Filmed with a large participation of non-professional actors, it takes its cue from the title of the homonymous novel Bicycle Thieves (1946) by Luigi Bartolini, although it is an original subject by Cesare Zavattini. It is still considered a classic in the history of cinema and is considered one of the greatest masterpieces of Italian neorealism.

 

Rome, after World War II. Antonio Ricci, an unemployed man, finds a job as a town crier. To work, however, must have a bicycle and his is committed to the Monte di Pietà, so his wife Maria is forced to pawn the sheets to redeem it. Just the first day of work, however, while trying to paste a movie poster, the bicycle is stolen. Antonio runs after the thief, but to no avail. He goes to report the theft to the police and realizes that the police will not be able to help him because of that small and common theft.

 

Returning home bitter, he realizes that the only possibility is to go looking for the bicycle himself.

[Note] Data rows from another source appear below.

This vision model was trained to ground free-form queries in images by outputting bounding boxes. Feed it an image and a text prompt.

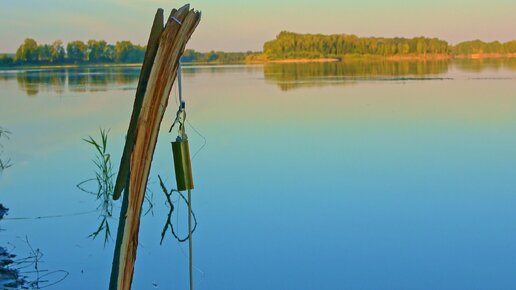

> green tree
[66,40,88,63]
[0,54,14,66]
[15,38,38,63]
[50,40,65,63]
[115,41,145,63]
[87,39,107,62]
[38,44,51,62]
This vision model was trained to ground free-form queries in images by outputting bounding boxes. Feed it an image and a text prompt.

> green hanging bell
[172,139,194,191]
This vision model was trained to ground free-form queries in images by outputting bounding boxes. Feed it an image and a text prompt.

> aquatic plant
[0,126,12,173]
[77,128,154,244]
[77,128,114,244]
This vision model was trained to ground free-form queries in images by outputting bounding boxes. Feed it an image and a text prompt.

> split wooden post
[109,5,201,290]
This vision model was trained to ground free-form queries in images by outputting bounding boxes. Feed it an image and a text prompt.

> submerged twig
[158,175,197,244]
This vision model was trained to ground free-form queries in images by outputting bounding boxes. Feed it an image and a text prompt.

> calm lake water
[0,60,516,290]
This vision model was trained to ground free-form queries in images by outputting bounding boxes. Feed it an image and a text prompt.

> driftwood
[113,9,163,200]
[110,5,201,290]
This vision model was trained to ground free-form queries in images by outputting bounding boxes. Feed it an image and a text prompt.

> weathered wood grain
[113,8,163,200]
[110,5,201,290]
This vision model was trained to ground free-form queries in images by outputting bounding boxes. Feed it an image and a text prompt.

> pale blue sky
[0,0,516,52]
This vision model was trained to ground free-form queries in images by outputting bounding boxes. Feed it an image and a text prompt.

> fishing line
[166,61,197,290]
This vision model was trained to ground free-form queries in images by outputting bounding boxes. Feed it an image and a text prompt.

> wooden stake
[110,5,201,290]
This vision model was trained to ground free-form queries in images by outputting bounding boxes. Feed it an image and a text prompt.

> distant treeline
[0,38,255,67]
[263,31,516,60]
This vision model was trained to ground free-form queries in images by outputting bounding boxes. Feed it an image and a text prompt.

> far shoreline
[0,53,516,72]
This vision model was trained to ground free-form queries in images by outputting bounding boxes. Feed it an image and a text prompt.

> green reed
[82,128,114,244]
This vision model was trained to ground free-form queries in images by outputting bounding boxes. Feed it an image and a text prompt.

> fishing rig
[168,62,194,290]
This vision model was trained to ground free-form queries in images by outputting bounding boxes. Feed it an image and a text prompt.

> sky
[0,0,516,53]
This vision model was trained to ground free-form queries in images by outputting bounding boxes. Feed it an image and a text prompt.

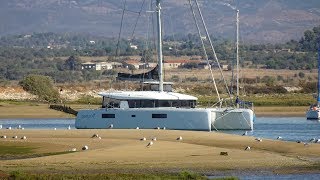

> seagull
[146,141,153,147]
[177,136,182,141]
[309,138,316,142]
[91,134,99,138]
[82,145,89,151]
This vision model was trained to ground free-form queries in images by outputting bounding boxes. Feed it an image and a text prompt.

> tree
[64,56,81,71]
[19,74,60,102]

So he asks for help to one of his fellow party members, who mobilizes his fellow garbage men with whom, at dawn, together with his son Bruno, who works in a gas station, he goes to look for the bicycle: first in Piazza Vittorio and then at Porta Portese, where stolen items are usually resold. However, there is nothing to do: the bicycle, probably dismembered in its parts, is not found.